Mit Einführung der neuen Messnorm durch das GEG dürfte sich dieser Missstand nicht gerade verbessert haben. Denn Messdienstleister können nun einiges zusätzlich falsch machen, wenn sie Neuregelungen im Anhang NA der DIN EN ISO 9972 nicht beachten. Der FLiB weist darauf hin, dass sich insbesondere die Gebäude-Präparation für den Test entscheidend verändert hat. Zu den Änderungen infolge des Normwechsels zählt etwa, dass nicht verschließbare Außenluftdurchlässe der freien Lüftung im Vorfeld eines Blower-Door-Testes nicht mehr temporär abgedichtet werden dürfen.
Zu „EnEV-Zeiten“ war nämlich genau das üblich. Bevor der Luftdichtheitstest durchgeführt wurde, bemühten sich die Messdienstleister, zum Beispiel Fensterfalzlüfter, Fahrschachtbelüftungen von Aufzügen oder Öffnungen zum Rauch- und Wärmeabzug (RWA) mit geeigneten Abdichtungsmaßnahmen vorübergehend dichtzubekommen. Das führte dazu, dass Gebäude beim Dichtheitstest gute Kennwerte erreichten, obwohl durch diese Öffnungen im Nutzungszustand ein ständiger Luftaustausch stattfindet. Mit dem neuen GEG ist diese Messpraxis nach FLiB-Angaben nicht länger zulässig.

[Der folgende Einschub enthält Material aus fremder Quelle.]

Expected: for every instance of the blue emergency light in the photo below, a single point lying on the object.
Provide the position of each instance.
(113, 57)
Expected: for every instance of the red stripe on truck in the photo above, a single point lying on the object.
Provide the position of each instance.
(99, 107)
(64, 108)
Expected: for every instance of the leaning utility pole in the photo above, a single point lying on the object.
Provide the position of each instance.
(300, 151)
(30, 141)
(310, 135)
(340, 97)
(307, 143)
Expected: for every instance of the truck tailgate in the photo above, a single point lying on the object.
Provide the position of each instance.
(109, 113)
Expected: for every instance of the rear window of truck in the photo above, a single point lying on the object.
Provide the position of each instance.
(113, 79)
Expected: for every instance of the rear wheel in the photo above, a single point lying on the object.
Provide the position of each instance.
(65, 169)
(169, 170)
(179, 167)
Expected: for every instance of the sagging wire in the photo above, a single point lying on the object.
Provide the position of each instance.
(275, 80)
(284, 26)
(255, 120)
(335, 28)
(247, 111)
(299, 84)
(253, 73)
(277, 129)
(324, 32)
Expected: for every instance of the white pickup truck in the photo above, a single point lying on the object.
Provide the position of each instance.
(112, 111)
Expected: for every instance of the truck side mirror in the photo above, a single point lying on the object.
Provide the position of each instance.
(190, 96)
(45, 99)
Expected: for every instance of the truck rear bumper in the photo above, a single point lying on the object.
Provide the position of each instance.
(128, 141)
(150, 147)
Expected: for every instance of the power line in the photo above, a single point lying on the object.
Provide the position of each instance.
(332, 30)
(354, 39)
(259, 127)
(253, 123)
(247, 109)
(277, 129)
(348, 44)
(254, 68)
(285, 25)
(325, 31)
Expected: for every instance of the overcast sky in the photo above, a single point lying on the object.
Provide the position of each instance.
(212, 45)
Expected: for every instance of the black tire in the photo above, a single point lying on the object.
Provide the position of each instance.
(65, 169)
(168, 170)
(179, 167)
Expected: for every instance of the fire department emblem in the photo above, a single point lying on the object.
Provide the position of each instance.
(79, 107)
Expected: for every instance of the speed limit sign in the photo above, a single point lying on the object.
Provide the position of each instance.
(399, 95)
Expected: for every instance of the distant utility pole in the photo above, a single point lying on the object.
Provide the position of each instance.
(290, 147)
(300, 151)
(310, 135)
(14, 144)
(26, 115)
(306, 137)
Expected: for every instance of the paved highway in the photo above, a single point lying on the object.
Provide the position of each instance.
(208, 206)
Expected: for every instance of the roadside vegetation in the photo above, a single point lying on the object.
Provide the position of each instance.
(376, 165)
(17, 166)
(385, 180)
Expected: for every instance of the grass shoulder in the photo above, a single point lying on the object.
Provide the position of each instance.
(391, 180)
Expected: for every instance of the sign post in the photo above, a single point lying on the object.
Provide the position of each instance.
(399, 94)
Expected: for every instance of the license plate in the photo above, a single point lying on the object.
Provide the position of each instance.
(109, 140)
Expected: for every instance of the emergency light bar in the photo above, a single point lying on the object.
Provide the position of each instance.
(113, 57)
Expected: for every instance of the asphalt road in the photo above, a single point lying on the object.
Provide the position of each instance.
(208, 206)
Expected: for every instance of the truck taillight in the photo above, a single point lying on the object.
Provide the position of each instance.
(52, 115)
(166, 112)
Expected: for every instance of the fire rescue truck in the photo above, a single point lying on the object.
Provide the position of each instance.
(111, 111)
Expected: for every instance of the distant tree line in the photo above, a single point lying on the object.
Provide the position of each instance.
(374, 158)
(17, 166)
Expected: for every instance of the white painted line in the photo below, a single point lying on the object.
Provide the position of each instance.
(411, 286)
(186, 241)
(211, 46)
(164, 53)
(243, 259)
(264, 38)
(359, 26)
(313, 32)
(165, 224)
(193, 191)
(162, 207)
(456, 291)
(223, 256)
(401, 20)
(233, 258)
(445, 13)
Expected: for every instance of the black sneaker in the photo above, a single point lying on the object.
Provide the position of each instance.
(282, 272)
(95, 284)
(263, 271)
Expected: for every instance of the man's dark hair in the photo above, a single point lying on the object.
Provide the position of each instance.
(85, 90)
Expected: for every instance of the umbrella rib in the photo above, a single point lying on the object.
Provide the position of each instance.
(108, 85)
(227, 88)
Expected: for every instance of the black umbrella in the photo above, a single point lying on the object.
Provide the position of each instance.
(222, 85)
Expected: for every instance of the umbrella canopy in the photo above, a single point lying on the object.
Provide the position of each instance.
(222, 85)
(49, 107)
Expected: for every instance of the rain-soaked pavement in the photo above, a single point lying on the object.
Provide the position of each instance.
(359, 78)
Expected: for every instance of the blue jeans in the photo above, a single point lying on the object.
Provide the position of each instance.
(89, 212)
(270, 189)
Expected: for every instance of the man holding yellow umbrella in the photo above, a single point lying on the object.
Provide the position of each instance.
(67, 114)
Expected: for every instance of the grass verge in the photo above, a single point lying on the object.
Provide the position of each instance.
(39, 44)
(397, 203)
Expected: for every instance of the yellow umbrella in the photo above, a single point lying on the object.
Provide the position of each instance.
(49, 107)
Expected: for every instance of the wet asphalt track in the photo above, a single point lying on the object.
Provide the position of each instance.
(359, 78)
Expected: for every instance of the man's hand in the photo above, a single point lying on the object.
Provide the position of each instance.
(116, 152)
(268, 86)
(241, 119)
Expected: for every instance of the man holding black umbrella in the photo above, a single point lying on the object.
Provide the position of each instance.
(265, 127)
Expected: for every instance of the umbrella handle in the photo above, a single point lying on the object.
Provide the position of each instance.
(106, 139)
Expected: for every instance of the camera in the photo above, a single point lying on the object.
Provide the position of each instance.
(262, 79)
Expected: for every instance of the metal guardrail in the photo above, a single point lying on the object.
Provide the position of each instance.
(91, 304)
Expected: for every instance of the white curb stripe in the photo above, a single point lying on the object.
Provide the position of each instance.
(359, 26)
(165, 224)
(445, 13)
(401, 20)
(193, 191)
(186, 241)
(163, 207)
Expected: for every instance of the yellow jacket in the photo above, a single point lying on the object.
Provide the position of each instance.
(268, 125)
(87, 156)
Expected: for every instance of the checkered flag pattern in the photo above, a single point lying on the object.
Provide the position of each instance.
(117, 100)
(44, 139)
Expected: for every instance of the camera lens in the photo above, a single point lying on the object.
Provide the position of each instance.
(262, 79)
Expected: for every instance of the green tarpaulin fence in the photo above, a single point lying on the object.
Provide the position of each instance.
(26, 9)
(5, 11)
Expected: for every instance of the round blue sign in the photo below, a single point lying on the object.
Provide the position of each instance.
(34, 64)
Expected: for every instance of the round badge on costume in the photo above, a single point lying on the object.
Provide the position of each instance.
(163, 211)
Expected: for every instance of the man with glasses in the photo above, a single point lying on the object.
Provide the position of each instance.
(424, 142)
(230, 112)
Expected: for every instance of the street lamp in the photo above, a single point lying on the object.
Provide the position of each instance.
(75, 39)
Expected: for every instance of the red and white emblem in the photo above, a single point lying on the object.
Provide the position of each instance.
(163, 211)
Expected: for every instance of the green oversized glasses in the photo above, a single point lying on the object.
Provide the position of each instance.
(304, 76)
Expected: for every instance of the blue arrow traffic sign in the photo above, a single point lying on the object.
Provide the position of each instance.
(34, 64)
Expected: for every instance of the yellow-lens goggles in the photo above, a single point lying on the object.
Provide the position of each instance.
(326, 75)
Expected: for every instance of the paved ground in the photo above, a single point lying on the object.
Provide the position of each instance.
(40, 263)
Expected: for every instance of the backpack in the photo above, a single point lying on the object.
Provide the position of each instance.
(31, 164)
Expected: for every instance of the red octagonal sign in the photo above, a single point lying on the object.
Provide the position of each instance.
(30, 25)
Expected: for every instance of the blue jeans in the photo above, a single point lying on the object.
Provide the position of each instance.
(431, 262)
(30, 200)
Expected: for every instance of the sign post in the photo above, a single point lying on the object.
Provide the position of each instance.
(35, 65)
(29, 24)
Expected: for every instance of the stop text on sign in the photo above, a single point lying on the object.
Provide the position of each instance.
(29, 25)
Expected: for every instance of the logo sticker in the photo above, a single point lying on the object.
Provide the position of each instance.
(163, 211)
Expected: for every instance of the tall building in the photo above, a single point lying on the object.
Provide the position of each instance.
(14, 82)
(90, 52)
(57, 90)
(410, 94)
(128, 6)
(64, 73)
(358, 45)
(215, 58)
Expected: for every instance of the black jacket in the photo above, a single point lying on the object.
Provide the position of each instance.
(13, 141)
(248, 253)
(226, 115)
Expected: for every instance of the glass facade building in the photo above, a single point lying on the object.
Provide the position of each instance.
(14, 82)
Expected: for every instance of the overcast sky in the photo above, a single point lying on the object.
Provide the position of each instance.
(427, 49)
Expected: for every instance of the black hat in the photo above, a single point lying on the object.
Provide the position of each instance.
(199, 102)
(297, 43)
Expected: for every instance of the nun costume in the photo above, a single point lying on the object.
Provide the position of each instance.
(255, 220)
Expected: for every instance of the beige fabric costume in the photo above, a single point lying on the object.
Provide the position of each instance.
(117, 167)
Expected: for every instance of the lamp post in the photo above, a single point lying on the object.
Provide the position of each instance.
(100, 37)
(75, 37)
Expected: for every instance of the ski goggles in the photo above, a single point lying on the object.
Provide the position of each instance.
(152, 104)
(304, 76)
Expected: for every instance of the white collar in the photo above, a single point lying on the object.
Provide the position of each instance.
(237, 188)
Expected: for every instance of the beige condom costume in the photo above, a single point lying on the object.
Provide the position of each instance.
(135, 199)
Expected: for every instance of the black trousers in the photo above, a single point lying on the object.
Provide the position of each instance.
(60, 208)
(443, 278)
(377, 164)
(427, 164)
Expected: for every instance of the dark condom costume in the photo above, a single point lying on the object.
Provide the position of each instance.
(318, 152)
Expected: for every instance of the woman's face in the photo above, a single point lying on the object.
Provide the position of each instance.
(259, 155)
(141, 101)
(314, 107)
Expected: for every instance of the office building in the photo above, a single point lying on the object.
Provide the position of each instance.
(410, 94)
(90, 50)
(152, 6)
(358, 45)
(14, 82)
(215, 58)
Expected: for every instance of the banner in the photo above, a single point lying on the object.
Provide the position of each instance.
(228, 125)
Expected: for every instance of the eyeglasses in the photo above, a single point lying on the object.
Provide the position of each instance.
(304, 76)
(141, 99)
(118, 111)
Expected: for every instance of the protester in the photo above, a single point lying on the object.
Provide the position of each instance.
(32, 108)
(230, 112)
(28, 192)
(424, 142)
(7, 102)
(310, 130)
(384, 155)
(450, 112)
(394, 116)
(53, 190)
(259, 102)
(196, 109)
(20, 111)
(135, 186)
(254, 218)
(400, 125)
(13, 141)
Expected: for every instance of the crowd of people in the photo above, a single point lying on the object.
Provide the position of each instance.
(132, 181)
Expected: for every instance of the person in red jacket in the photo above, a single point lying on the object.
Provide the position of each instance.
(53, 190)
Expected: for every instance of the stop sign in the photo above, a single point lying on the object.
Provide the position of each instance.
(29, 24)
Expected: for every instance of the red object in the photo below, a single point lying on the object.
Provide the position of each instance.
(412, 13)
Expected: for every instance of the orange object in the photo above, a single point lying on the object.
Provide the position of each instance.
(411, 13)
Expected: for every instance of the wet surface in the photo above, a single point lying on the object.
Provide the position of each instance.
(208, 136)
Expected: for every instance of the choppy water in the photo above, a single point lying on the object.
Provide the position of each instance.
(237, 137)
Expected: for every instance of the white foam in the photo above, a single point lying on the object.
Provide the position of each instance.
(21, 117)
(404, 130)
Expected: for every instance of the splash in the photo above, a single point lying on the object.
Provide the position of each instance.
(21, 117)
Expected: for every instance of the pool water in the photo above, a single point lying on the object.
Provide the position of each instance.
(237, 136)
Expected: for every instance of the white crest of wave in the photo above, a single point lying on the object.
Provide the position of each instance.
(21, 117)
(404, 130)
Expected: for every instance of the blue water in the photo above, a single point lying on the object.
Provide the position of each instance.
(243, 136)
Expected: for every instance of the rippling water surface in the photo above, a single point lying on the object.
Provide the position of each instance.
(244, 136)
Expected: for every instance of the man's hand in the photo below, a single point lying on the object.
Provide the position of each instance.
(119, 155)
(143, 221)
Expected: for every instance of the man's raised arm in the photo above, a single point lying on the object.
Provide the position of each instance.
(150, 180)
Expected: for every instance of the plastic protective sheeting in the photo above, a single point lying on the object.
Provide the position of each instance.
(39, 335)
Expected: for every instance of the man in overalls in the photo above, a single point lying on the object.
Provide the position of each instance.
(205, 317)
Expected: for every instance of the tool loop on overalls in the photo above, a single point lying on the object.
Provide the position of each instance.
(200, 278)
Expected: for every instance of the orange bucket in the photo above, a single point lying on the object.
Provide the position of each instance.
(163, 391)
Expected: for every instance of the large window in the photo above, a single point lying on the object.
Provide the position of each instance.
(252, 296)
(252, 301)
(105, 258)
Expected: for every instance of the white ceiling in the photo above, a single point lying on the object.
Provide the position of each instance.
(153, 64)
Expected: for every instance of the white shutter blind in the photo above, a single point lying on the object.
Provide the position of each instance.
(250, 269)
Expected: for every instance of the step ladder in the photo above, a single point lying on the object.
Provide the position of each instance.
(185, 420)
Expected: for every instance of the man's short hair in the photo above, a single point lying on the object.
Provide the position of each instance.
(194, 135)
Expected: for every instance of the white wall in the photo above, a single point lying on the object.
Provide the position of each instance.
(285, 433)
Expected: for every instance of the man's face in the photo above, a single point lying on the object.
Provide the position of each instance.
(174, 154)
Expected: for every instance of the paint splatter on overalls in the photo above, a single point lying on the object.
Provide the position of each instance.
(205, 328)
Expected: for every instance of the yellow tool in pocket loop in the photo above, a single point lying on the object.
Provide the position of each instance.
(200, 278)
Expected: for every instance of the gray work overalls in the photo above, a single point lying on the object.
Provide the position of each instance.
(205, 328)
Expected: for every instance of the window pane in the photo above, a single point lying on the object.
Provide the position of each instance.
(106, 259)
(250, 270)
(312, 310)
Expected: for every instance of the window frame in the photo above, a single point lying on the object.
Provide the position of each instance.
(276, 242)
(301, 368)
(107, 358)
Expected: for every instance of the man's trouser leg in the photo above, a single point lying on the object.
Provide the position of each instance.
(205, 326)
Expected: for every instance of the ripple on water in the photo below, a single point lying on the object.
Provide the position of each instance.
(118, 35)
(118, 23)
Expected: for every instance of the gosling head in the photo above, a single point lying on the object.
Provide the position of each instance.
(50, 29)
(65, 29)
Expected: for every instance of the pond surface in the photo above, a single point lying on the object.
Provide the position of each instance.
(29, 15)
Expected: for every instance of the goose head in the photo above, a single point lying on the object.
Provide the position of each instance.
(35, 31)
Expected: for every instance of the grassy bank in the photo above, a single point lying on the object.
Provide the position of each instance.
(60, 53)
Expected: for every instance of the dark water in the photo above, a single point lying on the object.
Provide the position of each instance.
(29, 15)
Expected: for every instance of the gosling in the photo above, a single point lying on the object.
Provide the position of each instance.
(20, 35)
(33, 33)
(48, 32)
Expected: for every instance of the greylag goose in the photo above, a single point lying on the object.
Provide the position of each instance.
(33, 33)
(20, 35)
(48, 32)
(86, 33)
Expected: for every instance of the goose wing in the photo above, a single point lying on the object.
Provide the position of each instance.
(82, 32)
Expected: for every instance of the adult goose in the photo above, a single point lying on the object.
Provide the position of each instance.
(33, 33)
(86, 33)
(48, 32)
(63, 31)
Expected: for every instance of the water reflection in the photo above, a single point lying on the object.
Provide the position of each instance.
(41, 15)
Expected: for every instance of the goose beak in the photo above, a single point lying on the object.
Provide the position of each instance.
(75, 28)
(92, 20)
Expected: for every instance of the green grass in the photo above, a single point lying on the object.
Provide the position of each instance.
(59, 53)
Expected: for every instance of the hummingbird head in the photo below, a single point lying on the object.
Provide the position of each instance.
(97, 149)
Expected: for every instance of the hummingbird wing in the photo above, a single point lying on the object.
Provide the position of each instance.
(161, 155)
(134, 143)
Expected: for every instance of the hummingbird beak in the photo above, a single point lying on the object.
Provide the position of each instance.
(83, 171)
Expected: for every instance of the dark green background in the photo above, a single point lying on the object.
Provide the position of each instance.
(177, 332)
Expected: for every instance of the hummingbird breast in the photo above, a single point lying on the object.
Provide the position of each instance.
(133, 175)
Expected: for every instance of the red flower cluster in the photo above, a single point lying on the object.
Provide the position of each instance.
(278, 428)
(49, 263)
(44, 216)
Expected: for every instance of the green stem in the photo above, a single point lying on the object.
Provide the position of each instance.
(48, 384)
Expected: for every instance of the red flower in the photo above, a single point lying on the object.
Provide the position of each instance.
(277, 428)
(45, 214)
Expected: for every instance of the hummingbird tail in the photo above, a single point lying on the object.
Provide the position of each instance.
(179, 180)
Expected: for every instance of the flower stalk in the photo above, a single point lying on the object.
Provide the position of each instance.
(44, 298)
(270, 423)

Durch das GEG und dessen Bezug auf den nationalen Anhang schreibt der Gesetzgeber nun erstmals ein Mess- und Präparationsverfahren vor, das die Luftdurchlässigkeit von Gebäuden weitgehend im Nutzungszustand erfasst. Anstatt, wie bisher üblich, Lüftungswärmeverluste durch absichtlich vorhandene Öffnungen, die im Nutzungszustand offenstehen, beim Blower-Door-Test per Abdichten auszublenden, fließen diese nun in den Dichtheitskennwert mit ein. Im Ergebnis liegt der in der energetischen Berechnung angesetzte Dichtheitskennwert damit näher an der gebauten Wirklichkeit – so der FLiB.
Der Fachverband begrüßt diese Änderung ausdrücklich und verweist auch auf die erheblichen Erleichterungen für Messdienstleister. „Messende sparen sich jede Menge Arbeit, wenn sie nicht zig Fensterfalzlüfter abkleben und später in den Ursprungszustand zurückversetzen müssen“, nennt Verbandsgeschäftsführer Oliver Solcher ein Beispiel. Dass Neubauten durch die neuen Regeln gleich reihenweise beim Blower-Door-Test durchfallen, sei dagegen eine unbegründete Sorge. Das zeigen die Ergebnisse einer Umfrage, die der FLiB im Frühsommer unter seinen Mitgliedern durchgeführt hat. Nähere Infos zu dieser Befragung finden Interessierte in dieser Pressemitteilung des Verbandes.
Dieser Text ist eine Aktualisierung unseres ursprünglichen Beitrags „Was ist ein Blower-Door-Test und wie funktioniert er?“ von Oktober 2014.